Aber für welchen Preis? Die Straße führt geradewegs mitten in ein wildes, fast menschenleeres Gebirgsstück hinein. Hier wollen wir die nächsten Tage wandern?? Nach der letzten Ansiedlung wird die Straße so eng, daß exakt unser Transit darauf Platz hat. Na ja, zum Glück ganz neu asphaltiert. Und die Breite reicht ja auch aus – es darf nur kein Gegenverkehr kommen! „Usare segnale acustici“ steht vor manchen Kurven. Aha, das kennen die hier auch: kurz vor einer unübersichtlichen Kurve also laut hupen.

Irgendwann ist es aber dann doch so weit: schon am Gegenhang sehen wir einen Lieferwagen, der uns entgegen kommt. Klar, der bleibt natürlich an der einzigen Ausweichstelle nicht stehen! So können wir langsam zurücksetzen und hoffen, beim Rückwärtsfahren um die hinter uns liegende Kurve nicht an die Leitplanke zu geraten.

Schließlich haben wir diese Kilometer aber hinter uns gebracht und befinden uns wieder auf einer SS, der 257, die uns nun in absehbarer Zeit bis nach Bocca Serriola führt.

Leider ist es inzwischen fast 12 Uhr; in einer Stunde sind wir mit Franco im Val di Ranco verabredet. Für die beiden Fahrer, Jan und Martin, heißt das nun: alles fix ausladen lassen und sofort wieder umkehren. Frühstück ist für die beiden also etwas später angesagt.

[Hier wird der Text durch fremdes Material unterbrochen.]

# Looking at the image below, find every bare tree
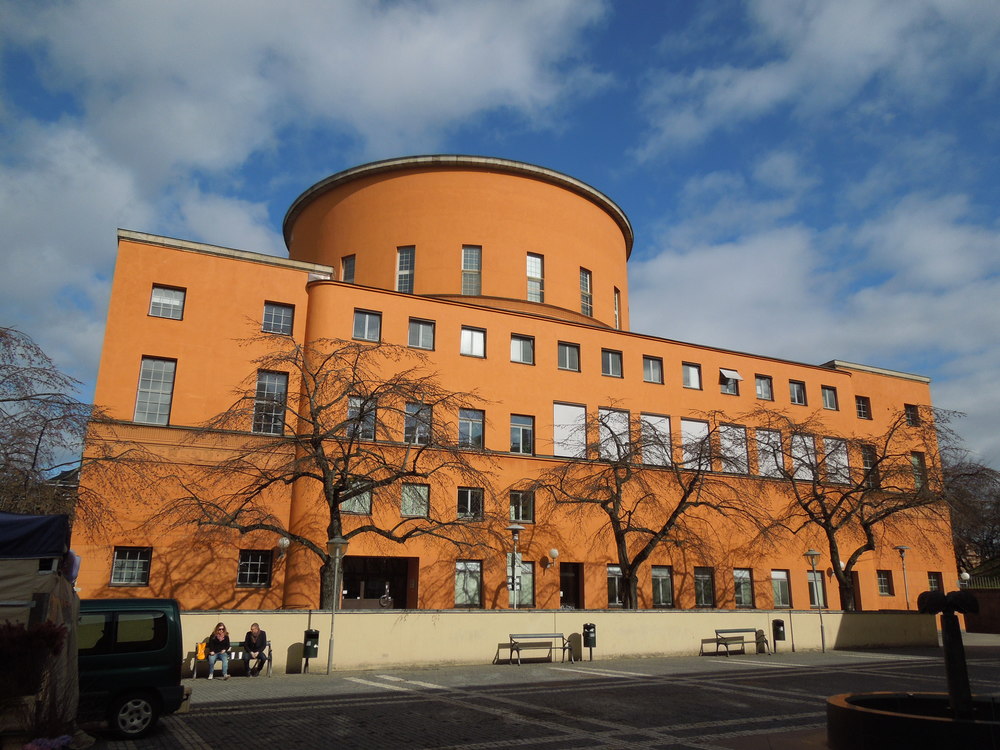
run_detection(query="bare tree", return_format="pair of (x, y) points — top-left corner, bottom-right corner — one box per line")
(530, 406), (766, 609)
(749, 405), (953, 610)
(944, 455), (1000, 574)
(143, 335), (499, 607)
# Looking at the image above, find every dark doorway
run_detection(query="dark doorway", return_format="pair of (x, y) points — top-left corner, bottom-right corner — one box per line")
(341, 556), (409, 609)
(559, 562), (583, 609)
(850, 570), (864, 611)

Während sich der Rest der Gruppe über genau dieses Frühstück hermacht und dazu das eine oder andere kalte Bierchen aus der Bar gönnt (der Rekord wird am Ende bei 6 x 0,66 l liegen…), fahren die Beiden so schnell wie möglich zurück. Die Zeit wird knapp. Wir wählen zwar die etwas längere Strecke über die Hauptstraße; dennoch sagt uns das GPS eine Ankunftszeit für halb zwei voraus.

Durch einen etwas italienisch modifizierten Fahrstil sind wir dann schließlich schon um zwanzig nach eins bei Alberto. Franco hat die Zeit genutzt, um eine leckere Lasagne zu essen. Wir sagen kurz Alberto Bescheid, parken den Transit auf dem Parkplatz und sind schon wieder unterwegs.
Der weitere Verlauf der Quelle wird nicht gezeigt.